Oh that's strange - you seem to have ignored the second part of the sentence which expressly explains the terms in quotes preceding it. Let me repeat it 'a system that no serious observer could possibly infer design from'.
Why not?


Because it does not infer design. Design being conceiving something and fashioning it for a purpose. When a system has components that inhibit its supposed purpose, or directly hamper its utility, that would not infer design. Quite the opposite.

Царь Славян wrote:
No, you have entirely and purposefully misread what I wrote. In fact, you purposefully snipped out the entire context of my point just to formulate this argument - that tends to be called 'mendacious discourse', and provides reasonable evidence towards indicting you for infringements against the forum user agreement you signed up for when you joined this forum. Perhaps best if you don't quote mine people from now on, eh?
Show me which parts I didn't quote.


There are numerous examples of manifestly 'bad design' in nature and biology, as in, systems that no serious observer could possibly infer design from.

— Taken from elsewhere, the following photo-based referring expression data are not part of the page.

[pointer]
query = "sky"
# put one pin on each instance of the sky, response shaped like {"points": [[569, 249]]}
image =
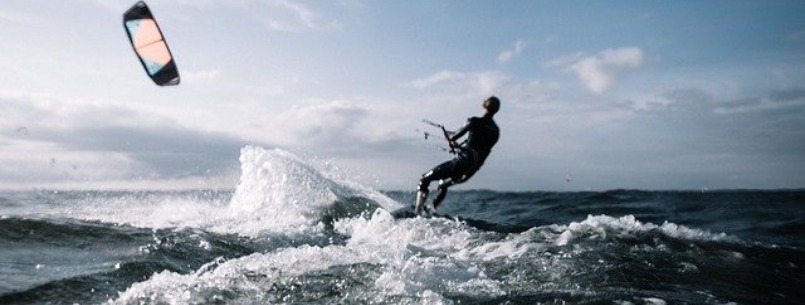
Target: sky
{"points": [[596, 95]]}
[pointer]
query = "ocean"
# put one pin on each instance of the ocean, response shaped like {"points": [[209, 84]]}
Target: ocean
{"points": [[291, 233]]}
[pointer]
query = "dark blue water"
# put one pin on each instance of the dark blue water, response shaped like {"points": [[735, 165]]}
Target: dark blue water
{"points": [[295, 235]]}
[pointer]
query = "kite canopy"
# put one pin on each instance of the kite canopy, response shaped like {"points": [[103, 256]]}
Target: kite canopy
{"points": [[149, 45]]}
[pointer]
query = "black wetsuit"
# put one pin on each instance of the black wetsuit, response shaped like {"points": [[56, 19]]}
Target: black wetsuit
{"points": [[483, 134]]}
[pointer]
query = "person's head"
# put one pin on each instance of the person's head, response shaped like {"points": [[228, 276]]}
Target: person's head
{"points": [[492, 105]]}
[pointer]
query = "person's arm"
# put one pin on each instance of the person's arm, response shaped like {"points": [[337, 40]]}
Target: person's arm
{"points": [[461, 132]]}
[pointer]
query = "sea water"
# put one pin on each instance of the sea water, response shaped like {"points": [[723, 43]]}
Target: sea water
{"points": [[293, 234]]}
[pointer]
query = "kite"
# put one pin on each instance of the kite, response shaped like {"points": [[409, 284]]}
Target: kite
{"points": [[149, 45]]}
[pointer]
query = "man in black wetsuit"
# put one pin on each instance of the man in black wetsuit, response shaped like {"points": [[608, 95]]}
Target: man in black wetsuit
{"points": [[483, 134]]}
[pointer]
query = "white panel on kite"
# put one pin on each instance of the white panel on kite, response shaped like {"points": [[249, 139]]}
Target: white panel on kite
{"points": [[149, 45]]}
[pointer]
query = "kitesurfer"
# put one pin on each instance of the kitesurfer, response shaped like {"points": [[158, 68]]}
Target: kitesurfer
{"points": [[482, 134]]}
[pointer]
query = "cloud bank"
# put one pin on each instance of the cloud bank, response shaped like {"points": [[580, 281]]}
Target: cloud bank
{"points": [[603, 70]]}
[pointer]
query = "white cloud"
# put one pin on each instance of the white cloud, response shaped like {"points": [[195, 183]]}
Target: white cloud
{"points": [[508, 55], [321, 122], [484, 82], [191, 76], [601, 71], [297, 17]]}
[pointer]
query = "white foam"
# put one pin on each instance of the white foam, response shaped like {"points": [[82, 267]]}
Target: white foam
{"points": [[277, 192], [415, 258]]}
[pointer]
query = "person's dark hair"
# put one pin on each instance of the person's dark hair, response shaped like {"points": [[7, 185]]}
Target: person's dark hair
{"points": [[492, 104]]}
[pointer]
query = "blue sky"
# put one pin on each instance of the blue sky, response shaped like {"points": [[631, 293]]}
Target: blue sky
{"points": [[631, 94]]}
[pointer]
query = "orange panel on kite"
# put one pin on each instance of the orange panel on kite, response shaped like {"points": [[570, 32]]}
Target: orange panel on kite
{"points": [[149, 45]]}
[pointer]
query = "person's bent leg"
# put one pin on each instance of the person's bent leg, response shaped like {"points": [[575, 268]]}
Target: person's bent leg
{"points": [[442, 191], [439, 172]]}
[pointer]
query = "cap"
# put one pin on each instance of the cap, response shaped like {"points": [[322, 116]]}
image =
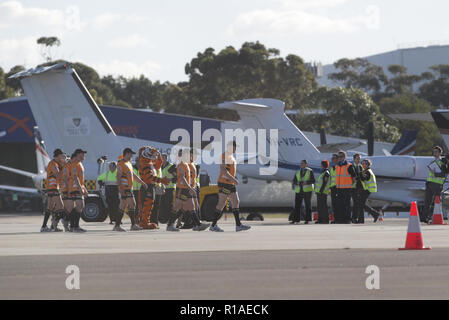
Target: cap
{"points": [[128, 150], [57, 152], [78, 151]]}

You removed all that is bolded. You should also have noted that I put bad design in quotation marks implying that it was not as simple as me asserting bad design. You didn't. Instead, you went off along a line of reasoning that bad design is still design. I had already removed that line of reasoning by saying that I was defining 'bad design' as a system that does not in any way infer design, as in, is contradictory to inferred design.


Царь Славян wrote:
Anyway, both cars are designed - they satisfy metrics of designedness. A car is meant to convey passengers across the ground. One of those designs might be better than the other, but neither exhibits immense design flaws that actually diminish its ability to achieve its purpose. Were there a metal rod sticking right through the chassis into the earth thereby stopping the car conveying passengers across the ground, we could be sure it wasn't designed, it would be a system that no serious observer could possibly infer design from.
But you are wrong. A car as bad as you described is still designed. It's a really bad car, but it'ss till designed.


No it's not. It no longer operates as a car. It no longer conveys passengers across the ground. It is no longer a car. It's not a 'bad' car, it's not even a car.

Царь Славян wrote:
So with the recurrent laryngeal nerve. So with much of nature.
Yeah, it's bad, but it works. Just as both cars I posted work.

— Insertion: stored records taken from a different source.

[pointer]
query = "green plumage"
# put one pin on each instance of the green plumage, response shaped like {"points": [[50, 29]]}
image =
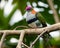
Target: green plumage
{"points": [[35, 20]]}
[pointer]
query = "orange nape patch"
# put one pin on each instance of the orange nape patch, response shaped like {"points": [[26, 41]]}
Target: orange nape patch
{"points": [[33, 11]]}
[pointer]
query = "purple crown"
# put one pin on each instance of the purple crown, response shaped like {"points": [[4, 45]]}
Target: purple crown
{"points": [[28, 7]]}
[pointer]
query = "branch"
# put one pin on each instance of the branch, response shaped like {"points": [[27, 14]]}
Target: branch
{"points": [[33, 31], [20, 40]]}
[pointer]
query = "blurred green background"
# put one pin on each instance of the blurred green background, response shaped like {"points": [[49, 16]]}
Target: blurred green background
{"points": [[12, 14]]}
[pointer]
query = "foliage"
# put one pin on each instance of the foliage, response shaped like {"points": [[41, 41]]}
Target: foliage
{"points": [[21, 4]]}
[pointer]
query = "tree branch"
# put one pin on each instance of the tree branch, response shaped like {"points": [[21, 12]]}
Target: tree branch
{"points": [[20, 40], [33, 31]]}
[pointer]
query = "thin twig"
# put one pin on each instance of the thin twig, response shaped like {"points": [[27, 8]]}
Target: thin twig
{"points": [[55, 14], [33, 31], [20, 27], [2, 39], [20, 40], [37, 38]]}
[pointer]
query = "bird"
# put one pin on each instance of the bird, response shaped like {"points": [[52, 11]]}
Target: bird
{"points": [[36, 20]]}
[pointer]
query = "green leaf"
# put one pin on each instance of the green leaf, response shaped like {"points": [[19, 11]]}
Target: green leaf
{"points": [[21, 5]]}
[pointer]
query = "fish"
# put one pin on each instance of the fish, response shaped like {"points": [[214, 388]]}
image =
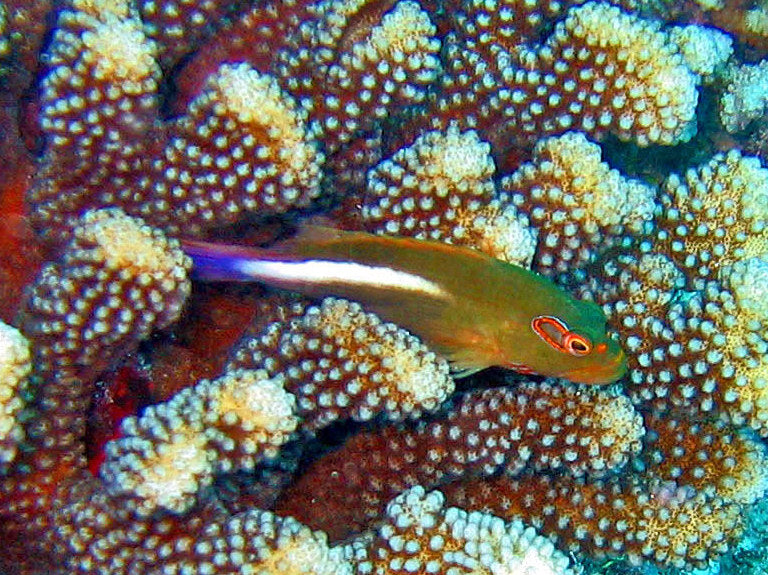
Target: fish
{"points": [[473, 309]]}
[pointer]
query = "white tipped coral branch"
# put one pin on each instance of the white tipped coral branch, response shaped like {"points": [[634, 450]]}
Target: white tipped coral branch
{"points": [[342, 362], [170, 453], [15, 367]]}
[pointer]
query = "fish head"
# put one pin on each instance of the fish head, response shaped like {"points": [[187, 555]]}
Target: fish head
{"points": [[573, 345]]}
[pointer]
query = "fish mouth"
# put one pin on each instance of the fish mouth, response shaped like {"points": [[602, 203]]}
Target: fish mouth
{"points": [[600, 373]]}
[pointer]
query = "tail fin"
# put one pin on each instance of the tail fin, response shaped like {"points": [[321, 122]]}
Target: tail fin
{"points": [[220, 262]]}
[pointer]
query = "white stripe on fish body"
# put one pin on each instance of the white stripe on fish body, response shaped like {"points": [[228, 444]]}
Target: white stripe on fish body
{"points": [[323, 272]]}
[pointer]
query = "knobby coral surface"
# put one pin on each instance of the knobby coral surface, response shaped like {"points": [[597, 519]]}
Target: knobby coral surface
{"points": [[153, 424]]}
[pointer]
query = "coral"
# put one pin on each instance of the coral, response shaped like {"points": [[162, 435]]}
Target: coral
{"points": [[420, 535], [575, 201], [341, 362], [714, 215], [744, 99], [170, 453], [704, 49], [635, 519], [15, 367], [542, 427], [441, 188], [542, 133], [116, 281], [601, 71]]}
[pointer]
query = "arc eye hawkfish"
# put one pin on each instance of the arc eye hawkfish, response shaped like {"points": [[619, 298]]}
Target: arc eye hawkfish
{"points": [[475, 310]]}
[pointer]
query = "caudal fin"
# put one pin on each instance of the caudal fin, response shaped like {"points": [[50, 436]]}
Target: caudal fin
{"points": [[220, 262]]}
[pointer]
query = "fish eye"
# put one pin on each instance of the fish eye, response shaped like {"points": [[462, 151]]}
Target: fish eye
{"points": [[576, 344], [556, 333]]}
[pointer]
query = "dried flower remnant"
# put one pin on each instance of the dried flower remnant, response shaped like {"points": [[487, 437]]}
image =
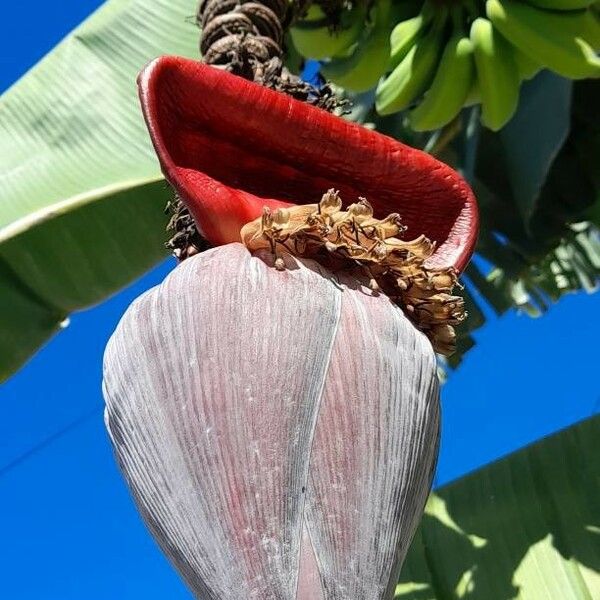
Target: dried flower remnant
{"points": [[355, 240]]}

No, it doesn't 'work'. It works in a fish, it doesn't 'work' in a giraffe by any metric of design.

I've already dismissed your cars on 2 grounds. One, they are of known designed provenance, using them as an analogy is begging the question. Two, they both satisfy metrics of design regardless that one is more efficient than the other, therefore they are not analogous to biological systems where design is not apparent and we are attempting to elucidate how we can infer design.


Царь Славян wrote:
All this is quite aside from the notion of a designer with infinite more knowledge and infinite more power than us.
I haven't specified a designer. And I haven't said that he is nfinite in any way. Not only that, but a designer could design things to look bad if he wanted to.

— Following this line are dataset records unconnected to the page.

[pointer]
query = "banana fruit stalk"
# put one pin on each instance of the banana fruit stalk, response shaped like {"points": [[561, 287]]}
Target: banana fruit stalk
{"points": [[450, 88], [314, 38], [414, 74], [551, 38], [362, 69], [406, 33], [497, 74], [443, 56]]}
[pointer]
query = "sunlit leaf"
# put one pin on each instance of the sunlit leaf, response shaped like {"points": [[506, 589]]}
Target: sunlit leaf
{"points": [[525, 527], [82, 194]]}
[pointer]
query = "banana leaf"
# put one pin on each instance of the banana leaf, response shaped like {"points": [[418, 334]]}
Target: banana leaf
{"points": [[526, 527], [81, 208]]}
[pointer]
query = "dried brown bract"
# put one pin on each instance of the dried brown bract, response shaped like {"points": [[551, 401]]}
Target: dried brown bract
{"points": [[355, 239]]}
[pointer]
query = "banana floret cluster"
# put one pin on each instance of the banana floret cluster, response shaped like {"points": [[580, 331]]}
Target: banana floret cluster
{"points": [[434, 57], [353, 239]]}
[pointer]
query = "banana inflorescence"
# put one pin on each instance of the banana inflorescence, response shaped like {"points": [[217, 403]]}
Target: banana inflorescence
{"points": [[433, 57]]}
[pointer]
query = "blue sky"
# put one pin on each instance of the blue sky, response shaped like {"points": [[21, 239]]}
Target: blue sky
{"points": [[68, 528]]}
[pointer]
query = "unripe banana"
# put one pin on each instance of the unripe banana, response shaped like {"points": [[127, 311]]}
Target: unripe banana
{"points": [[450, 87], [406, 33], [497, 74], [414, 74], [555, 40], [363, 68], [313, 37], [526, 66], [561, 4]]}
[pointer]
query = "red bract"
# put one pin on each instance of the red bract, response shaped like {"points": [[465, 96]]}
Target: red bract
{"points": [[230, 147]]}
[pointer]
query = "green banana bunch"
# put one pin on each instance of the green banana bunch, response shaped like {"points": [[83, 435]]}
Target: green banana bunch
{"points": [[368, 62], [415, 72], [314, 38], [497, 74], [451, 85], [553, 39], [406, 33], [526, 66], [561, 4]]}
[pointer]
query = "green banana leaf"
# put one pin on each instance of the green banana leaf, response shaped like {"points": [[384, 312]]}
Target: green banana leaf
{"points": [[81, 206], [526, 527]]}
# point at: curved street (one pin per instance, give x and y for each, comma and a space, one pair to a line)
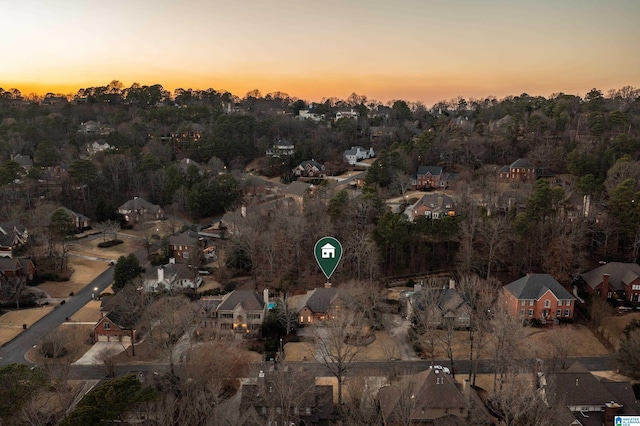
15, 350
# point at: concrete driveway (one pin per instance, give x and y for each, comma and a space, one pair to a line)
95, 355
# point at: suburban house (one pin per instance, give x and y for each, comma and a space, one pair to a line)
113, 326
138, 209
613, 280
281, 149
97, 146
12, 236
357, 154
540, 297
171, 277
590, 400
25, 161
431, 206
305, 114
441, 306
315, 304
309, 168
92, 127
521, 170
80, 221
242, 311
18, 267
264, 403
428, 177
431, 397
184, 245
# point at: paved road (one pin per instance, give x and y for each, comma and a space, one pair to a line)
372, 368
14, 351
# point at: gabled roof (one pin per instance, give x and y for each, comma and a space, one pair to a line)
187, 238
137, 204
576, 386
432, 170
72, 213
620, 274
250, 301
420, 393
311, 163
318, 300
522, 163
533, 286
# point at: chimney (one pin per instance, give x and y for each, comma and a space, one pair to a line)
466, 389
605, 286
611, 409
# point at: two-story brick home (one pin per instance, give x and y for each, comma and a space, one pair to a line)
539, 297
521, 170
614, 280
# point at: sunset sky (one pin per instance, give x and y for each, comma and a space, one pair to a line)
403, 49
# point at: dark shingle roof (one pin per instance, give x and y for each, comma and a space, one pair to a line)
320, 299
533, 286
433, 170
620, 274
250, 300
521, 163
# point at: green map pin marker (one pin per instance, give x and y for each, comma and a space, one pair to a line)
328, 252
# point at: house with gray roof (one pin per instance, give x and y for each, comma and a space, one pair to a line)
139, 210
314, 305
590, 400
309, 168
442, 306
539, 297
12, 235
428, 177
431, 397
357, 154
521, 170
613, 280
242, 311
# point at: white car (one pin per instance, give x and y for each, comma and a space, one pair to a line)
445, 370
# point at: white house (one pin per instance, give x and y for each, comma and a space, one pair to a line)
305, 114
328, 251
358, 153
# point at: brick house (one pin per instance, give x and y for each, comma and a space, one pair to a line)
314, 305
540, 297
427, 177
309, 168
614, 280
242, 311
12, 235
521, 170
431, 397
18, 267
138, 209
184, 244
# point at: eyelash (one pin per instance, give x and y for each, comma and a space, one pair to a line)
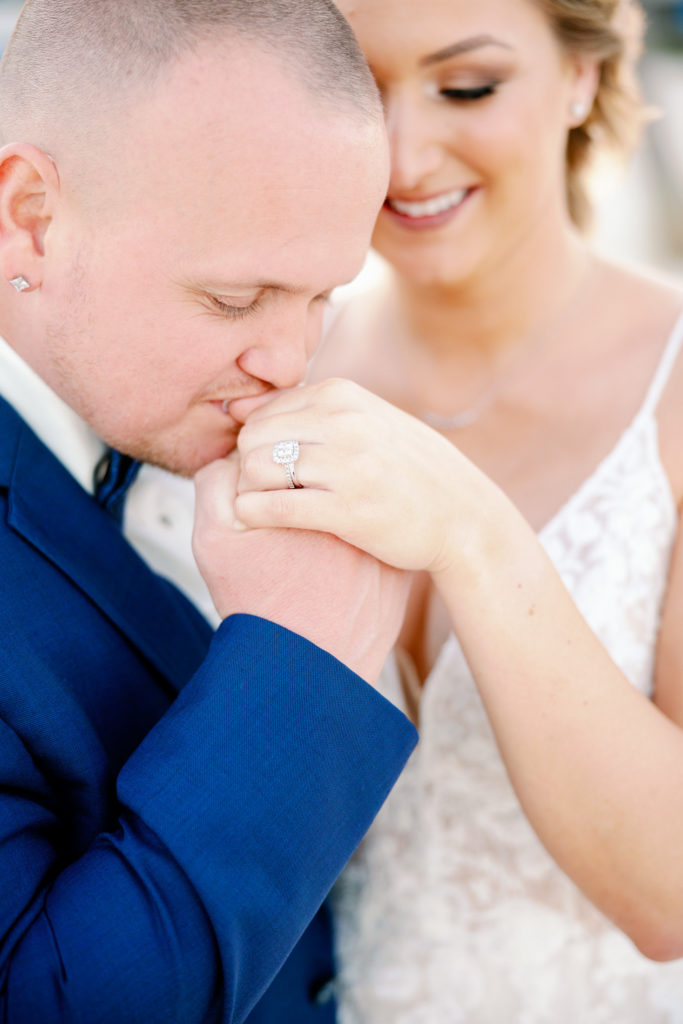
236, 312
242, 312
470, 95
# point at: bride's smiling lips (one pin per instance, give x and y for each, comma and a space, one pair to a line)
427, 212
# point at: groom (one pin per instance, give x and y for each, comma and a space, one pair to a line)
182, 182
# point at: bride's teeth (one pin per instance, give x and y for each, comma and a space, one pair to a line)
430, 207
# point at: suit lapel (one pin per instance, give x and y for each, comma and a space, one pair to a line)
53, 513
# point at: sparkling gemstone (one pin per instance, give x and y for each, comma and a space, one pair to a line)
285, 452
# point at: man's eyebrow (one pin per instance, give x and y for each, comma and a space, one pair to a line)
463, 46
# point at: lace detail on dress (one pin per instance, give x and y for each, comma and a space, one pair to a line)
452, 911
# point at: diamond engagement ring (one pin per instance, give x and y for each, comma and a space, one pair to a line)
286, 454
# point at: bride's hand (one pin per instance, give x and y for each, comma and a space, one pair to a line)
372, 474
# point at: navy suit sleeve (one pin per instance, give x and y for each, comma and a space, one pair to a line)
236, 814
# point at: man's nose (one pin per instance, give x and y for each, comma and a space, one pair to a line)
416, 152
281, 356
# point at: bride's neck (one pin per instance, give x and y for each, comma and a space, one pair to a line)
495, 309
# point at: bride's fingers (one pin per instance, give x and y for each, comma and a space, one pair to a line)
292, 509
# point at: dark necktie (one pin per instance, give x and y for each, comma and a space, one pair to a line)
114, 474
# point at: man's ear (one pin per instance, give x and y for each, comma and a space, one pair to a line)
29, 190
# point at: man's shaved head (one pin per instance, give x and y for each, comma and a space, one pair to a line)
73, 65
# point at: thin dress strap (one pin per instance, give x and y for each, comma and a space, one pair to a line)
665, 368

It's irrelevant of what you have said, it's what is necessary were there to be a designer of life, the universe and everything.

You've perfectly established my point and undermined the design hypothesis: If a designer could design things to purposefully hamper their designed purpose and to 'look bad' (not my argument), then there's no potential means of inferring design and the hypothesis can never satisfy simple logical principles, let alone empirical testing against reality.

As I said from the beginning, it's a redundant hypothesis and should be rejected... it would be rejected if people didn't start with a conclusion then try to buttress it with cherrypicked data.